One potential application of 3D cultures is for the high-throughput screening (HTS) and high content analysis (HCA) of pharmacologically active compounds [8]. For such purposes, 3D cultures are treated with compound libraries in 96- or 384-wells micro plates. Here, 3D cultures have presented a challenge in collecting image data with sufficient resolution because acquiring high resolution images is time consuming and therefore not always feasible for HTS. Many methodologies have been established for the image analysis of HTS [9], although the quantification of phenotypes is mostly performed with single or multiple simple parameters. This is not sufficient to study of the full range of effects of test compounds.
Our goal was to develop an automated multi-parametric profiling platform which is suited for HTS and is able to quantify cellular phenotypes exhaustively. Such a platform should apply rapid image preprocessing and segmentation methods that are suited for images with limited resolution. More importantly, this platform should be able to recover heterogeneous cell behavior. For example, it should be able to distinguish epithelial cells that develop branched structures from those that do not in response to a specific treatment. Such cell-to-cell heterogeneity seems essential for the plasticity of tissue responses e.g. in response to inflammation and associated with tumor invasion [10], [11].
As proof of concept, we investigated mouse breast cancer cells (4T1) after they formed micro-tissues in 3D by monitoring their cellular phenotypic response to a diverse set of compounds, using a novel 3D screening and ultra high content analysis (uHCA) technique. An overview of the project workflow is presented in the Figure 1. After image acquisition, we extensively mined images for feature data which we used for multi-parametric phenotype profiling. To investigate phenotypic patterns, principle component analysis (PCA) was first used to reduce the dimensionality of the dataset. Subsequently, we compared various multi-parametric tests to identify biologically active compounds. Next, polynomial regression modeling was applied to characterize concentration dependent trajectories for each biologically active compound, and the distance between the trajectories was used for hierarchical clustering of compounds. Finally, multiple classification models were used to identify distinct phenotypic patterns.
Methods
An overview of the project workflow is presented in Figure 1 and more information on the individual data analysis steps can be found in File S1.
Cell culturing, fluorescence staining, and image acquisition
To generate 3D micro-tissues, mouse triple negative breast cancer cells (4T1) were obtained from the American Type Culture Collection (ATCC) (Manassas, VA, USA) and were cultured in a mixture of collagen type IV and laminin-rich basement membrane extract (Matrigel) for 4 days in 384-well high content imaging micro plates. 24 hours after seeding, cells were exposed to 29 different compounds with different biological activities (Table S1) at 6 different concentrations (0.03 µM, 0.1 µM, 0.316 µM, 1 µM, 3.16 µM, 10 µM) in quadruplicate (See Figure S1 for plate layout). Replicates were located on the same plates. Cells growing in 0.2% DMSO without any compound treatment were included as controls. There were 24 control wells in each of the 384-well micro plates. To avoid an edge effect, the first and last two rows and columns were left empty.
After 72 hours of exposure, the cultured micro-tissues were fixed and stained with Hoechst 33258 (final concentration 0.4 µg/mL) and Rhodamine-phalloidin (final concentration 0.1 µM) to visualize nuclei and F-actin, respectively.
For the classification of the 44 breast cancer cell lines, these were cultured and stained (at 96 hr) similarly as described above for the 4T1 cells. The human breast cancer cell lines were from ATCC or as described [12] and provided to us by Prof. Dr. John A. Foekens and Dr. John W. Martens from Erasmus University Medical Center-Daniel den Hoed Cancer Center, Rotterdam, The Netherlands.
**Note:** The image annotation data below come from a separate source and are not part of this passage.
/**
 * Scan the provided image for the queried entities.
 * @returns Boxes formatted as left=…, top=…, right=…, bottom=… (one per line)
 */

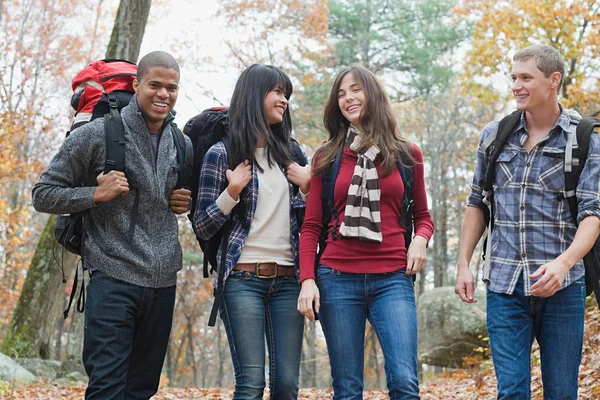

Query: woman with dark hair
left=298, top=65, right=433, bottom=400
left=194, top=64, right=310, bottom=400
For each well of a 384-well plate, 2 channels (corresponding to Rhodamine and Hoechst fluorescence) of 16-bit image stacks were collected using an automated microscope system: BD pathway 855, equipped with a 4X magnification/0.16NA UPlanSApo objective. For each image slice (n = 17), pixel size was 1.6 µm and step size in z direction was 50 µm
2D projection
In order to achieve high-throughput in our methodology, we used wide-field microscopy for screening as its imaging process is much faster than confocal laser scanning microscopy. However, due to its limited depth of field, each image slice obtained from a wide-field microscope includes both in-focus regions and out-of-focus regions of micro-tissue specimen (Figure 2a, 2b) that are bigger than the depth of field. To extract only the in-focus information, a free open source plugin of ImageJ “Stack Focuser” was used to compose 2D image slices (Figure 2c, 2d) by projecting only in-focus regions from each slice of image stacks (details see File S1).
Segmentation
For the Hoechst stained nuclei channel, our novel Watershed Masked Clustering [13], [14] was applied to retrieve the binary masks for individual nuclear regions. This algorithm first generates watersheds on the Gaussian filter (σ = 2.0) convolved images to separate the adjacent nuclei into individual compartments. Convolving with a Gaussian filter prevented the influence of noise from causing artificial local maxima. Next, K-means clustering was applied on the images prior to convolving to refine the region of the nucleus in each compartment (Figure 2e, File S1).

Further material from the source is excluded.